Running lists of impactful female architects can be found all over the web. They include the women that worked behind the scenes with male starchitects of the past centuries, and continue on to the women of today who have made a mark on their own and are not hiding behind the scenes. Female architects have come far. They are equipped and ready than ever to face the challenges of this profession. Whether they are dressed in the usual black suits or wear a dress with high heels, they will conquer.

Women in Architecture

The life of a female architect… I don’t think it is much different from a guy working in a female hair salon surrounded by women. Women of architecture also work everyday surrounded by men. But the male hair stylist enjoys his job for entirely different reasons than a female architect does working in this male-dominated profession.

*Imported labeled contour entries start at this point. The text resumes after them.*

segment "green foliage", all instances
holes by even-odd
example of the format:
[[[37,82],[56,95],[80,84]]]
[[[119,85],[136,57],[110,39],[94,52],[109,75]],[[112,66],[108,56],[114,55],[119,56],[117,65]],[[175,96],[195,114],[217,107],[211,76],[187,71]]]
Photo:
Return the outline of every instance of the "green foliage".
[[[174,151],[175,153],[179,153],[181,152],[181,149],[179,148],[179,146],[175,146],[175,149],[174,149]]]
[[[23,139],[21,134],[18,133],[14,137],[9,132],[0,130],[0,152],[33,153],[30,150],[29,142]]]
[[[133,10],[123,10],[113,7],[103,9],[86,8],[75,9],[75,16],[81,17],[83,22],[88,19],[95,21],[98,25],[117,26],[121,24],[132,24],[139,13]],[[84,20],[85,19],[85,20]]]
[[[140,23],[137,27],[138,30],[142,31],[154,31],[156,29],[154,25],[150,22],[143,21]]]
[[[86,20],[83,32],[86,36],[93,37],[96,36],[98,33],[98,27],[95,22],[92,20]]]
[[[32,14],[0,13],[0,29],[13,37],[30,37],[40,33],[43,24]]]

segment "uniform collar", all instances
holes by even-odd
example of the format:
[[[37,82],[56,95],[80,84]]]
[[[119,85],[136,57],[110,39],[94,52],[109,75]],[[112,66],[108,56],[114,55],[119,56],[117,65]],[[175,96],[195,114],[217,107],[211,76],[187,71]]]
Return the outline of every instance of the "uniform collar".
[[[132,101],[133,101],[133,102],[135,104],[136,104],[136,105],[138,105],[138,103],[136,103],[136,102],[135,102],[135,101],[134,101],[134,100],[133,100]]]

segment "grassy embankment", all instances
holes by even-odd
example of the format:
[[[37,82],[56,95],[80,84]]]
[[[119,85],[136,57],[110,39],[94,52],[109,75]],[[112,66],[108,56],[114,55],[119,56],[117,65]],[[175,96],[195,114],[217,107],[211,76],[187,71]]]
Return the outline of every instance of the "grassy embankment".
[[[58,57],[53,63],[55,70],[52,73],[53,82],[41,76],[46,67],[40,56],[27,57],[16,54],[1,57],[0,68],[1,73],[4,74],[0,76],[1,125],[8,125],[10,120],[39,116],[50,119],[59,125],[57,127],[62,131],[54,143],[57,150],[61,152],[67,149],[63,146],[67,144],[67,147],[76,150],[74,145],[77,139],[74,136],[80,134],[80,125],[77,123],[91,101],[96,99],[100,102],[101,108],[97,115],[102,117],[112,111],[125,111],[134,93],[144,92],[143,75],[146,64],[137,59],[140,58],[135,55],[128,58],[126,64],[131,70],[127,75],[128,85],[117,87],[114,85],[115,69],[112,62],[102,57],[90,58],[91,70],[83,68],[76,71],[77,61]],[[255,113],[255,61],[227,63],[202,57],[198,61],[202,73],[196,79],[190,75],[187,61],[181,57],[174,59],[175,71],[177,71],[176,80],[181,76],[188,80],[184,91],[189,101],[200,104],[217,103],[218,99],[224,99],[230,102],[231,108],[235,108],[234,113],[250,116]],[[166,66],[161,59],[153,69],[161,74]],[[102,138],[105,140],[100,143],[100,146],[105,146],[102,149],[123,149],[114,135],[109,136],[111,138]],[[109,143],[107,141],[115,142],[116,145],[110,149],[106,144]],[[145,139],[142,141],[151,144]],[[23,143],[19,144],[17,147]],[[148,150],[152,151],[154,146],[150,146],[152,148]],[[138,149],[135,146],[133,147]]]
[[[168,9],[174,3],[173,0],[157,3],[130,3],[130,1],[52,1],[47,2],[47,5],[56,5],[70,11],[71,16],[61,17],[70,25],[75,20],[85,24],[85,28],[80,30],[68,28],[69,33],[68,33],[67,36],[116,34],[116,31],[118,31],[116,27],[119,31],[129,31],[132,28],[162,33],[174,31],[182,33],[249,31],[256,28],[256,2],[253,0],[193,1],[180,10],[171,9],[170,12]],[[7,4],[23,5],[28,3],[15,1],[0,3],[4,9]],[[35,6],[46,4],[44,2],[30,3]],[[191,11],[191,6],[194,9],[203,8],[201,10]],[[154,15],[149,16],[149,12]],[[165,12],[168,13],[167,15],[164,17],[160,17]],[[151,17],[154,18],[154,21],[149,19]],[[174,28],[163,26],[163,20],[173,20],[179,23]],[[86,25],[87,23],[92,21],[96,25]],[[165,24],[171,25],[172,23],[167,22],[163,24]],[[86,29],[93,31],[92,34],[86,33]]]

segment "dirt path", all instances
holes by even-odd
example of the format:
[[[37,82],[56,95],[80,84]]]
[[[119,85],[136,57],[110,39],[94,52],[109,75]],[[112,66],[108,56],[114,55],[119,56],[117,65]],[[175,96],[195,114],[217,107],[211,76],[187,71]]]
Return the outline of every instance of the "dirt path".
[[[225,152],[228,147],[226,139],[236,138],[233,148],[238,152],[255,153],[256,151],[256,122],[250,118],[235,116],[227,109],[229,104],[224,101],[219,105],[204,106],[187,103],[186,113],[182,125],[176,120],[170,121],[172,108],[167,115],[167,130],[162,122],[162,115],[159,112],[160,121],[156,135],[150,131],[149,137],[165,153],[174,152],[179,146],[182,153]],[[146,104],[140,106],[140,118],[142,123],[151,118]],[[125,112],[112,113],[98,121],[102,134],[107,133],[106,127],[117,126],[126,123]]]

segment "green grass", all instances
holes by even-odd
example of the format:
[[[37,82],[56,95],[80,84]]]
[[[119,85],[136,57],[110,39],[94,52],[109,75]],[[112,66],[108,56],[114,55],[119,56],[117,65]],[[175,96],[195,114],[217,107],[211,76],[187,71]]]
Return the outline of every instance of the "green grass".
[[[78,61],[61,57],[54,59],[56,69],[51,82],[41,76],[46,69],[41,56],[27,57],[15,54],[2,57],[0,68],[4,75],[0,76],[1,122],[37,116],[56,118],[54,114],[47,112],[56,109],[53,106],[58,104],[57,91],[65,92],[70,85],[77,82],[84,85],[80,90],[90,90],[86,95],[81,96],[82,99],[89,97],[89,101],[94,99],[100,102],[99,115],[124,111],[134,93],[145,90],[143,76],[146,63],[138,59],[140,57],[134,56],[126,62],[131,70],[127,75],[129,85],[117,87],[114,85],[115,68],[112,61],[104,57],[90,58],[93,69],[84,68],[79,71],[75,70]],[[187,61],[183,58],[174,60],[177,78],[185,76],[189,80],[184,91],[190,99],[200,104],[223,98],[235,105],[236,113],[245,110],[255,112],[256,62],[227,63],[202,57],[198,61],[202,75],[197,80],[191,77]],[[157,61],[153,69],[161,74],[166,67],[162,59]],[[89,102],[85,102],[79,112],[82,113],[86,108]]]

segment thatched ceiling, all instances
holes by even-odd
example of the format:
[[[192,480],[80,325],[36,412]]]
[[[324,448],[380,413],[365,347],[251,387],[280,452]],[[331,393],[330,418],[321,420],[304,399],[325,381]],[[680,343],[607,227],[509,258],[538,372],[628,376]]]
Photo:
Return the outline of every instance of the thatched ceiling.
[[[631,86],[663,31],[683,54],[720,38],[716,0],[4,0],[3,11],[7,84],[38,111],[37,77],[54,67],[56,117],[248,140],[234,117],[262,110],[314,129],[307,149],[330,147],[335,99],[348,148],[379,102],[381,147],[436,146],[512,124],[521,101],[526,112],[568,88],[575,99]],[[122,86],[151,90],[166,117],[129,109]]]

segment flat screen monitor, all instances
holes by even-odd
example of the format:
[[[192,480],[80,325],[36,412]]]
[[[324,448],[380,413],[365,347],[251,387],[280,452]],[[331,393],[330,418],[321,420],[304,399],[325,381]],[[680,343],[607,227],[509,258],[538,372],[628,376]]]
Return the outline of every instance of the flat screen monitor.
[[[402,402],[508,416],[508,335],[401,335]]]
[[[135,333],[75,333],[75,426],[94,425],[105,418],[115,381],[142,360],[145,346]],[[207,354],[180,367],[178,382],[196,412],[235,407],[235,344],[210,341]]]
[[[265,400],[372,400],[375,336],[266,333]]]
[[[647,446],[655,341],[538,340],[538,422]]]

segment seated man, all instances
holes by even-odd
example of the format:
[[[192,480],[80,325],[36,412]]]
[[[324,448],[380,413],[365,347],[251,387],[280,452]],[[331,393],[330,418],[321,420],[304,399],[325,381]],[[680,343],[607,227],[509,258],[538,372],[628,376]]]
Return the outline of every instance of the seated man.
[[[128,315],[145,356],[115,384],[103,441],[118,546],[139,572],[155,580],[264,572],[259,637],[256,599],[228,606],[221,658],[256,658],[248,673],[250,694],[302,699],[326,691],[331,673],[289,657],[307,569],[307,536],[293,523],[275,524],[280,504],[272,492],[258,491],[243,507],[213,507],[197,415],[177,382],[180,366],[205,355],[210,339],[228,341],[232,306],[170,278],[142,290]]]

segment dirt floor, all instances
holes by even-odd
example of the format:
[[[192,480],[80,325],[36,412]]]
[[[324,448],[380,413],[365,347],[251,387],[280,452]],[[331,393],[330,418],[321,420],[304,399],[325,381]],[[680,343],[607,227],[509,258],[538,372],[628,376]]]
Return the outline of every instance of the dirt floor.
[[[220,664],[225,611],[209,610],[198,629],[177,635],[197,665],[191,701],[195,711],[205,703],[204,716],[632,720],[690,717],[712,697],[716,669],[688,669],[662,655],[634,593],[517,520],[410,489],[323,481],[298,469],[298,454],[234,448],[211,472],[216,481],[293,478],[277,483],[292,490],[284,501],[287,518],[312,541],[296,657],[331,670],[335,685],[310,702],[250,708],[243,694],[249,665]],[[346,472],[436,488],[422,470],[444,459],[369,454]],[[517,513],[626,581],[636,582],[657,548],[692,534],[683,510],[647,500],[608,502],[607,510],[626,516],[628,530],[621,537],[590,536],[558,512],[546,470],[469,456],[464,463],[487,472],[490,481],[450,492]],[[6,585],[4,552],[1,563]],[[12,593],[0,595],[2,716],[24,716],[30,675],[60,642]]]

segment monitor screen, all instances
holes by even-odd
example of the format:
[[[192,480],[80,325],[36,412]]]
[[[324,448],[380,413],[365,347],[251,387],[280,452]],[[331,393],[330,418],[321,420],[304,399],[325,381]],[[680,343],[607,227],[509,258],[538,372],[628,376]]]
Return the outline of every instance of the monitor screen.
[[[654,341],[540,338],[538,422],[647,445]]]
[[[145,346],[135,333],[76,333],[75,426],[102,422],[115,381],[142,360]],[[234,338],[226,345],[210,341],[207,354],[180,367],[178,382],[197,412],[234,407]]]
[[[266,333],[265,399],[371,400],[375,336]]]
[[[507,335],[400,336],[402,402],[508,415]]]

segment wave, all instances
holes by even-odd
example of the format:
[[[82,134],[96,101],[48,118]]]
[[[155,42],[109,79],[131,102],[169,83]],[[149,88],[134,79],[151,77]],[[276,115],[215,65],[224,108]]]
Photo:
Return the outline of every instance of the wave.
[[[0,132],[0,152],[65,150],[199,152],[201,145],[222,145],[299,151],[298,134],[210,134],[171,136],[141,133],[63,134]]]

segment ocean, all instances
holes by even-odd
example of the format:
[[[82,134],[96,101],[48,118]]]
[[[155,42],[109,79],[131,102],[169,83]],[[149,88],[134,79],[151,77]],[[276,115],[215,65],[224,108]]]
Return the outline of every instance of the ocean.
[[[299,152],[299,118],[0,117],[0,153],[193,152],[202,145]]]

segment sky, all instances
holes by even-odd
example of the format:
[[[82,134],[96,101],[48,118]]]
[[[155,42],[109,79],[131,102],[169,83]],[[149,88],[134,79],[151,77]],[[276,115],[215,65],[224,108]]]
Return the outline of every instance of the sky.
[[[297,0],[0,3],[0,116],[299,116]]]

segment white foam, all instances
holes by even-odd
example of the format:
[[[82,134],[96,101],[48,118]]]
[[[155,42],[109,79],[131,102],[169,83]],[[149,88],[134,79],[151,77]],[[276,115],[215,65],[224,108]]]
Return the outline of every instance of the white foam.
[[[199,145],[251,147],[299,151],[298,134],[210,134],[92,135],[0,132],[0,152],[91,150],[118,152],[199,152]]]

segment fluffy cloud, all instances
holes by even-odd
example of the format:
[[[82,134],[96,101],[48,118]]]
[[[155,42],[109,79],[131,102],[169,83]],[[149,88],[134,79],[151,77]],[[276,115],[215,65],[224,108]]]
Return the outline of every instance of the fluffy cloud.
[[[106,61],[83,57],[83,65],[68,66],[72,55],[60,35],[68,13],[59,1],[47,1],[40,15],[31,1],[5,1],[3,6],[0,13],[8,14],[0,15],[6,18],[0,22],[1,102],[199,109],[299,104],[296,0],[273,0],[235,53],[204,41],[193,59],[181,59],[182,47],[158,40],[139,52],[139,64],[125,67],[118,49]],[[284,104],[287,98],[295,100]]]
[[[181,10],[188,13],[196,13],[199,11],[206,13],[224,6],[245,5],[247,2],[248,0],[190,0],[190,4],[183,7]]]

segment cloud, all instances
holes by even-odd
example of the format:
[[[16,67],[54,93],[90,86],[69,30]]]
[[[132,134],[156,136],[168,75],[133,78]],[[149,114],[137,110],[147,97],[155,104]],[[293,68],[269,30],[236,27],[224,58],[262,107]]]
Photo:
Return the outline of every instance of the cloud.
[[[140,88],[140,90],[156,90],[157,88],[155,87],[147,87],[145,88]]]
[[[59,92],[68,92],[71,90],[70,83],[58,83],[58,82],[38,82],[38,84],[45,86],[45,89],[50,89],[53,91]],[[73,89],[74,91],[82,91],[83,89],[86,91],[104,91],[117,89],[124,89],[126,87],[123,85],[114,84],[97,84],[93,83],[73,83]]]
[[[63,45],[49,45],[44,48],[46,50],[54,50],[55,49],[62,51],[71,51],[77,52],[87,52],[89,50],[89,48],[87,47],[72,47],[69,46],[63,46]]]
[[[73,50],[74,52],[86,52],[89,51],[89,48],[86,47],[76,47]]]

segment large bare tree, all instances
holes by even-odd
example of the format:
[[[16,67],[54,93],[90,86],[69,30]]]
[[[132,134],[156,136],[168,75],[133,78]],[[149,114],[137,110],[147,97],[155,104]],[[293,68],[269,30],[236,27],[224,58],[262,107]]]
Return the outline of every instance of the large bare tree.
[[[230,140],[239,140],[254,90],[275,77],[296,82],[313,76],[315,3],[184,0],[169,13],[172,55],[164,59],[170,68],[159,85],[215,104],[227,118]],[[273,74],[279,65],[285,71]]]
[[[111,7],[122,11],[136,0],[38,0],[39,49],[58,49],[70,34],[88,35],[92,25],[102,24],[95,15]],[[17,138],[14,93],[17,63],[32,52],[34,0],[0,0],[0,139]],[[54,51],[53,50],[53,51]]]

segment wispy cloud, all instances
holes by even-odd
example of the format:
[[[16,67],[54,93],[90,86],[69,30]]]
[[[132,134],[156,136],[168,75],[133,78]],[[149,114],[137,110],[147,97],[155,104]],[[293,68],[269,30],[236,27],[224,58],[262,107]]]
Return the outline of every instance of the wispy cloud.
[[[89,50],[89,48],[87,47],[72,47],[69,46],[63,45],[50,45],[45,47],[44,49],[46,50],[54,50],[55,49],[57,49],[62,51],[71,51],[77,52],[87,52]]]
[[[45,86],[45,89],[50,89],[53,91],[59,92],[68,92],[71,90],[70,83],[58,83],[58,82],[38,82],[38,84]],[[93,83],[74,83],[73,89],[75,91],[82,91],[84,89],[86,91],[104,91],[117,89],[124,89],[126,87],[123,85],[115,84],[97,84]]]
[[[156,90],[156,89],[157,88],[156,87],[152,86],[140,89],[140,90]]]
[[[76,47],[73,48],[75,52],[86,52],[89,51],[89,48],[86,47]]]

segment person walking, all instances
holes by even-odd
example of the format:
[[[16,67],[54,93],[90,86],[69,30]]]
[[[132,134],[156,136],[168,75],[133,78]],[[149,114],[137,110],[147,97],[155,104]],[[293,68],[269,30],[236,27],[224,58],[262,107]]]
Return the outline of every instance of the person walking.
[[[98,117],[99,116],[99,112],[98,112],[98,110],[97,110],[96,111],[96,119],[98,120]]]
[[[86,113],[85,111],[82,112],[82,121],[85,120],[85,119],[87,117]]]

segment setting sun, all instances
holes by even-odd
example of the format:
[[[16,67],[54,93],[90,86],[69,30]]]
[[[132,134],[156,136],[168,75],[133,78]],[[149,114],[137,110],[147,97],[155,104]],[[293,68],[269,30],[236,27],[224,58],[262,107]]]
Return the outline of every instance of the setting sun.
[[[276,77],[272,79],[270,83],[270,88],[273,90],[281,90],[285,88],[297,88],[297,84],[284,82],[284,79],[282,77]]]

Personally, I enjoy being one of the rare few. But all women are not as fortunate as me to get the opportunities I’ve received in my life. I could talk about the lack of diversity in the profession, but I don’t believe it can be forcibly created. I could speak of the discrimination against women, but I don’t want to be mistaken as a feminist. I could make a list of inspiring and successful female architects, but the research would provide us with varied ideas and opinions on that. I could give you the statistics of how much less women make, but that’s a subject of discussion in a better economy. Instead of focusing on the complaints that women have towards the profession, I focused my efforts on doing a public survey in the past couple weeks. The purpose of the survey was to see how architectural thinking might differ between the two genders because, of course, women don’t work any less hard than men! I published the question in various non-architectural forums about how the general public perceives architecture and compared the notes between men and women. What separates a male from a female?

Here is the Men’s Top Five list of elements that make architecture successful in the order of repetition of comments (highest is #1).

  1. Indigenous materials
  2. Vernacular architecture, respect for historic context
  3. Environmental appropriateness
  4. NO big glass boxes, keep human scale
  5. Welcoming, inspiring

Women’s Top Five list:

  1. Art in architecture
  2. How the project makes one feel; welcoming, easy navigation
  3. Daylight
  4. Proportions
  5. Truthful structure

I was fortunate to interview three middle school girls just in time for this article to compare my findings with how a young girl might perceive architecture. It is no surprise that the overall experience is highly dependent on the mood and health. What do young girls look at when they visit buildings?

  1. Art and installations
  2. Colors and materials
  3. Surface texture
  4. Nature – greenery
  5. Eating options, play options

I find the survey results very intriguing. Men, women and children are looking for different things, but they are interrelated and all so important. You can’t have one and not the other. Similarly, this profession can’t be biased towards a person based on their gender. Not only is it illegal, but one will do disservice to their clients by focusing on a certain gender employees. We all bring something important to the table, and the more diverse a team is the better the architectural results will be. I’ve heard many people say that only B****’s can be successful in this profession. Does it have to be that way?

Men need to look at female architects with the same respect they look at male architects. We are no less qualified and work no less than them. On the other hand, the women of this profession should focus less on what’s put in their plate and utilize their energies into making success happen for themselves. Complaining doesn’t take you anywhere. Women have a higher endurance for pain, so they should have the capacity to boldly face the challenges that this profession poses. Opportunities may not present themselves; diversity won’t occur overnight; women’s success is in their own hands just like men’s.

Women can do everything men can do, and we can do it in high heels!